SC to examine practice of excommunication in Dawoodi Bohra community
Sep 20, 2022
New Delhi [India], September 20 : A Constitution bench of the Supreme Court said it would hear on October 11 a plea against the practice of ex-communication in the Dawoodi Bohra community.
A bench headed by Justice Sanjay Kishan Kaul decided to examine whether the practice of ex-communication in the community can continue as a "protected practice" despite the Maharashtra Protection of People from Social Boycott (Prevention, Prohibition and Redressal) Act of 2016 has already come into force.
Solicitor General Tushar Mehta told the bench also comprising Justices Sanjiv Khanna, AS Oka, Vikram Nath and JK Maheshwari that the matter is related to religious freedoms and should be further referred to the bench which will hear the Sabarimala issue.
Senior advocate Fali Nariman appearing for one of the parties in the case said the questions posed in the case have become "moot" with the enforcement of the 2016 Act, which has repealed the Bombay Prevention of Excommunication Act of 1949.
"The 2016 Act provides a remedy to all victims of social boycotts. A complaint can be lodged with the nearest Magistrate in case of apprehension of a social boycott by a religious body. If any member of a community is subject to ostracisation, please file a complaint.

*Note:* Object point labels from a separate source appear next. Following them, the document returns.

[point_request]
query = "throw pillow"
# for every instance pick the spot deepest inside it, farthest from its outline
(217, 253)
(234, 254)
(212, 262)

Excommunication is not legally feasible now," said Nariman.
Senior advocate Siddharth Aggarwal, appearing for the petitioners, however, said that a general law on social boycott may not protect the Bohra community members facing ex-communication.
Aggarwal said that the 2016 Act was a Maharashtra law and the "practice may not be confined to Maharashtra".
The Constitution bench was a hearing case filed by the Central Board of Dawoodi Bohra Community in 1986 to re-consider and over-rule the 1962 judgment of another five-judge bench.
The 1962 judgment came on a challenge by Syedna Taher Saifuddin, the head of Dawoodi Bohra Community to Bombay Prevention of Excommunication Act, 1949 on the ground that the provisions of the Act infringe Articles 25 and 26 of the Constitution.
Syedna's contention was that the Act infringed upon his constitutional freedom of religion by curtailing his right, as the religious head, to discipline the community by casting out "errant" members.
The 60-year-old verdict of the Supreme Court had regarded ex-communication as a legitimate practice of a community that had to be protected under Article 26 of the Constitution, which grants individuals the freedom to manage religious affairs.
The Supreme Court had concluded that the 1949 Act was unconstitutional.
In 1949, in what was then Bombay Province (that included the states of Maharashtra and Gujarat), the State government passed the Bombay Prevention of Excommunication Act, 1949, with the objective to protect the civil, social, and religious rights of those excommunicated by their own communities.
In 2016, the Maharashtra Legislative Assembly passed the Act identifying 16 types of social ostracisation and made them illegal, punishing the perpetrators with imprisonment for upto three years. One among the 16 deals with the expulsion of a member of a community.